Sunny Dunny: Dunbar

For Jo’s Monday Walk this week, I’m going to take you round Dunbar in East Lothian, affectionately known as Sunny Dunny (which it was). And look! Just below the Leisure Centre where we parked are some lovely benches overlooking Victoria Harbour. I hoped I could kill two birds with one stone and also enter Jude’s Bench Series. I had it in my head that she was looking for benches by the sea in May, but when I check more carefully it specifically says “at the beach”. No beach in view here, just the harbour! Hmm, maybe I’ll get away with it……

Anyway, click on the links above to find out more about both challenges and what other people have been writing about.

We didn’t linger on the benches, but headed uphill onto the High Street to start our walk there.
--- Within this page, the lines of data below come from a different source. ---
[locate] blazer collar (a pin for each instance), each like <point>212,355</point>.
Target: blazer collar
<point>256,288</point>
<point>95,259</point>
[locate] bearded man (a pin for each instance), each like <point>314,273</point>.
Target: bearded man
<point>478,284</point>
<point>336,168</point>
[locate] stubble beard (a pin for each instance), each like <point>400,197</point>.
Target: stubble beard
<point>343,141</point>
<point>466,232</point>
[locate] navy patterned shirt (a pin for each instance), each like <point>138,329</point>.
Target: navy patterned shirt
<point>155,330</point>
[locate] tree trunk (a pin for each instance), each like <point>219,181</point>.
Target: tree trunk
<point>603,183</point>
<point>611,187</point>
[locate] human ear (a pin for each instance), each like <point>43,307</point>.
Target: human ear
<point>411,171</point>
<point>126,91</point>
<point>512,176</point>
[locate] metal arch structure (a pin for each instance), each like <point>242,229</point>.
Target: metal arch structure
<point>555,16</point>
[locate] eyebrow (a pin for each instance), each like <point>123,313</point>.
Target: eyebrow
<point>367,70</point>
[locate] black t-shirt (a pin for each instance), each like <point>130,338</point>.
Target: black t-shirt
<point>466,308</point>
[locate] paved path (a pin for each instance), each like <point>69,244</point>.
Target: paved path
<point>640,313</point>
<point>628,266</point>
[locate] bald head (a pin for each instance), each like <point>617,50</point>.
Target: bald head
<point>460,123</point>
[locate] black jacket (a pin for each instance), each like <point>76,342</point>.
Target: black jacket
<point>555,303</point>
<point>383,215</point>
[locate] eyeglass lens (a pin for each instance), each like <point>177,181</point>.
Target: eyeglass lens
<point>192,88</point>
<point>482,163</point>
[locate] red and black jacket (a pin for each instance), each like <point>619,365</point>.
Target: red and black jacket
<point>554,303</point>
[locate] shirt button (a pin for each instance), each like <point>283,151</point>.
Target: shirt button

Dunbar is famous for being the birthplace (in 1838) of John Muir who later emigrated to the USA and was instrumental in setting up the National Parks system. His house is still there and is now an excellent museum. Across the road is the Town House Museum and a statue of John Muir as a boy.
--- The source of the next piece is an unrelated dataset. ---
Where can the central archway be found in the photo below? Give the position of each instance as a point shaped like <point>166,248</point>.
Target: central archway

After perusing the shops and cafes of the High Street, we headed downhill again, past the Volunteer Arms (does a good pub lunch) to Cromwell Harbour, which dates from the 16th century, and the Battery which was built in 1781 to defend the town from privateers.

Next, we headed back over to Victoria Harbour which was built in the 1840s by blasting away some of the rocks the castle was built on. There’s not much left of the castle now, but it makes a nice home for a colony of kittiwakes.

We also discovered that Dunbar was home to the inventor of the ship’s propeller, Robert Wilson, though he didn’t get credit for it apparently.

Finally, it was time to climb back up to the car park, looking back at the castle and admiring the statue of girl and swan before we left.